Pour ce faire, elles ont besoin de données territorialisées sur la qualité de l’air et son impact sanitaire. C’est ce que donnent à voir les différentes thématiques abordées dans ce numéro.
Les collectivités ont en effet besoin de connaissances fines leur permettant de suivre l’évolution de la mortalité attribuable à l’exposition à la pollution ou d’évaluer les bénéfices sur la santé qui seraient induits par une baisse de concentrations dans leur territoire. Des études ciblées comme celles faites en région parisienne (7), à Bordeaux (8) ou en Auvergne-Rhône-Alpes (9) leur sont indispensables pour guider leur action et leur donner de nombreuses clés d’action.
Les collectivités ont également besoin d’avoir des retours objectivés et rigoureux de l’évaluation des projets qu’elles ont mis en place, tant en termes d’efficacité de l’action publique, mais également en tant que plaidoyer auprès de leurs habitants pour faciliter l’acceptabilité sociale de mesures jugées contraignantes, faciliter le débat et mettre autour de la table toutes les parties prenantes, depuis les acteurs économiques et agriculteurs jusqu’aux usagers de la voiture.
C’est dans ce cadre qu’elles sont friandes des travaux scientifiques telles que les études s’intéressant aux espaces recevant des enfants dont l’air est renouvelé trop peu fréquemment, enjeu essentiel comme le rappelle l’Observatoire de la qualité de l’air intérieur (10), et encore mis en avant à l’occasion de la crise de la Covid-19. Le fait que les rues scolaires soient plébiscitées par les parents d’élèves, comme le révèle le sondage réalisé par la Ligue nationale contre le cancer (11), est une information qui leur est particulièrement utile.
C’est aussi dans ce sens que les études s’intéressant aux impacts sanitaires liés aux modes de déplacement comme ce qui est mis en place à Paris (12) permettent d’argumenter le fait que les ZFE-m et plus largement les politiques de réduction de l’usage de la voiture ne sont pas des mesures coercitives, mais de véritables leviers d’actions en faveur de la santé publique.

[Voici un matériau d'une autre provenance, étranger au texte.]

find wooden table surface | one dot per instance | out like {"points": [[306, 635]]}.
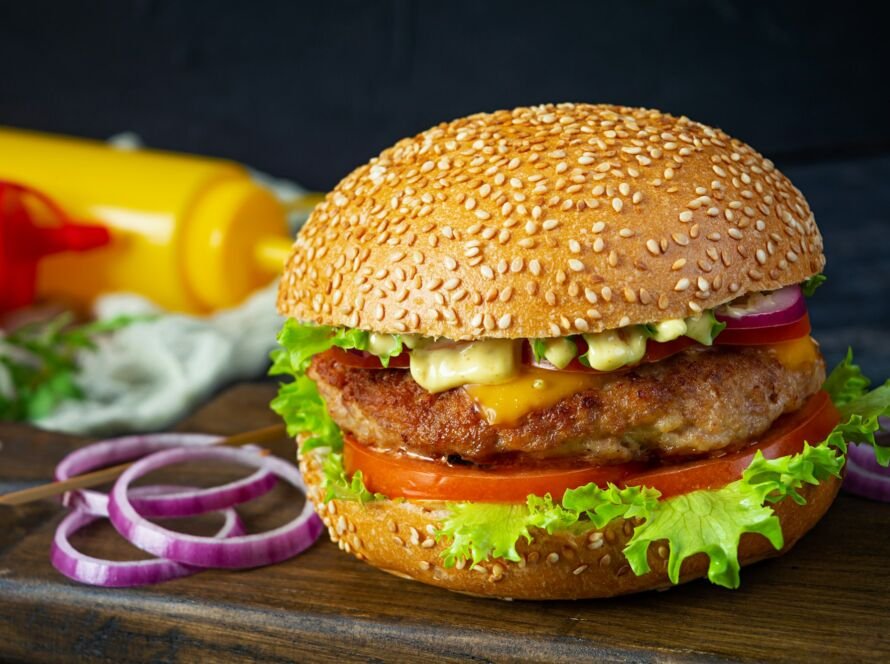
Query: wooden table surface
{"points": [[828, 600]]}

Pour l’Alliance des collectivités pour la qualité de l’air, la pollution ne peut plus rester l’angle mort d’une politique de santé publique nationale ou locale, le partenariat avec la recherche est indispensable à l’action publique, tant pour connaître les spécificités de son territoire et adapter des dispositifs, que pour évaluer lesdits dispositifs et s’assurer de l’efficacité des mesures mises en place ainsi que de leur acceptabilité. L’amélioration de la qualité de l’air ne pourra se faire qu’avec l’assentiment des habitants : il est alors indispensable d’ancrer la communication et la sensibilisation de cet enjeu sanitaire, pour que les gains sur la santé soient admis comme bien supérieurs aux difficultés rencontrées, par des changements de pratiques nécessaires.